Máire A Connolly, Michelle Gayer, Michael J Ryan, Peter Salama, Paul Spiegel, David L Heymann
Lancet 2004; 364: 1974-83
World Health Organization, Geneva, Switzerland (MA Connolly MBBCh, M Gayer MBBS, M J Ryan MBBCh, D L Heymann MD); UNICEF, Kabul, Afghanistan (P Salama MBBS); and UNHCR, Geneva, Switzerland (P Spiegel MD)
Correspondence to: Dr Máire A Connolly, Complex Emergencies Programme, Communicable
Diseases, World Health Organization, 20 Avenue Appia, 1211 Geneva 27, Switzerland
Communicable diseases, alone or in combination with malnutrition, account for most deaths in complex emergencies. Factors promoting disease transmission interact synergistically leading to high incidence rates of diarrhoea, respiratory infection, malaria, and measles. This excess morbidity and mortality is avoidable as effective interventions are available. Adequate shelter, water, food, and sanitation linked to effective case management, immunisation, health education, and disease surveillance are crucial. However, delivery mechanisms are often compromised by loss of health staff, damage to infrastructure, insecurity, and poor co-ordination. Although progress has been made in the control of specific communicable diseases in camp settings, complex emergencies affecting large geographical areas or entire countries pose a greater challenge. Available interventions need to be implemented more systematically in complex emergencies with higher levels of coordination between governments, UN agencies, and non-governmental organisations. In addition, further research is needed to adapt and simplify interventions, and to explore novel diagnostics, vaccines, and therapies.

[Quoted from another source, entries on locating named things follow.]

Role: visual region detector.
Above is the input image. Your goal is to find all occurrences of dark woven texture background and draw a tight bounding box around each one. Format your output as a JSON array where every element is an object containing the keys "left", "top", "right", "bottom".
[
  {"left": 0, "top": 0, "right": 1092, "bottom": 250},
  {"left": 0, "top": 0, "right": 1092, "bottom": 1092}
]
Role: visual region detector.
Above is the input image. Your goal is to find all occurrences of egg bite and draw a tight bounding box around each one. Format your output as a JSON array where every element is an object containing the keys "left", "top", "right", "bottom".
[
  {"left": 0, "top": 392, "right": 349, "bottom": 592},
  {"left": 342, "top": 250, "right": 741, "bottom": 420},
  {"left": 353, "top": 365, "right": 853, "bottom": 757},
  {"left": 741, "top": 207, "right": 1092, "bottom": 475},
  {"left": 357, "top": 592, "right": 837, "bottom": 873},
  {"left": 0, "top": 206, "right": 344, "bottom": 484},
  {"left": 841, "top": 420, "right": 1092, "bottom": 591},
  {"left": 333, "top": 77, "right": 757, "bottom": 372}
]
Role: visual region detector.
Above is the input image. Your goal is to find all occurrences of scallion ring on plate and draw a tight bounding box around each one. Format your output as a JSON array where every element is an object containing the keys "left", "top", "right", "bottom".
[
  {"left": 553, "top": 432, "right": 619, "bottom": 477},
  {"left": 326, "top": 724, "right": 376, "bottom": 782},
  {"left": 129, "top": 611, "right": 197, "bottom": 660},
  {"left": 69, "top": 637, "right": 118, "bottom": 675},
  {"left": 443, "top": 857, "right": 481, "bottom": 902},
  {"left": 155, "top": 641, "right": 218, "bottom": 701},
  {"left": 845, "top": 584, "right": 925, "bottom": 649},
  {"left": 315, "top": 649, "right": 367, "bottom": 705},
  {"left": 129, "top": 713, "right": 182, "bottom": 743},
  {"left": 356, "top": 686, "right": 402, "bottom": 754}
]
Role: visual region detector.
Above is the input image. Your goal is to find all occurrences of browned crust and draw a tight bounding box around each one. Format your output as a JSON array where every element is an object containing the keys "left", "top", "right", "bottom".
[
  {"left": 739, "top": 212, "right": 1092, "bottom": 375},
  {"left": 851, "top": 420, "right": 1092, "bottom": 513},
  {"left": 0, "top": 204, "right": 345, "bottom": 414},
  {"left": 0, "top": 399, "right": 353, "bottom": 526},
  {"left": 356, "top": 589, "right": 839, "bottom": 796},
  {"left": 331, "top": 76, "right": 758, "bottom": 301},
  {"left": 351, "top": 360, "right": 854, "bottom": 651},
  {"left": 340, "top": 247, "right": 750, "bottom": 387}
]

More than 200 million people live in countries in which complex emergencies affect not only refugees and internally displaced people, but the entire population. Although 10 million refugees are under the protection of the UN High Commissioner for Refugees and can benefit from health interventions, internally displaced people and the conflict-affected population are often dependent on weakened governments (or antigovernment forces), UN agencies such as WHO and UNICEF, and non-governmental organisations for delivery of health services. In most complex emergencies, communicable diseases alone, or more commonly in combination with malnutrition, are the major cause of illness and death (see table). Notable exceptions to this rule are the complex emergencies that took place in the former Yugoslavia, Chechnya, and Georgia.
The highest excess morbidity and mortality often occurs during the acute phase of the emergency. Death rates of over 60-fold the baseline have been recorded in refugees and displaced people, with over three-quarters of these deaths caused by communicable diseases.1 The main causes of morbidity and mortality are diarrhoeal disease - including cholera and dysentery - acute respiratory infection, measles, and malaria, with HIV/AIDS and tuberculosis becoming increasingly important.2 Children are at particular risk; of the ten countries with the worst mortality rates for children aged under 5 years, seven are affected by complex emergencies.3
The excess morbidity and mortality caused by communicable diseases during complex emergencies is largely avoidable, as appropriate interventions are available. Experience has shown that, when these interventions are implemented in a timely and coordinated manner, deaths and disease are substantially reduced.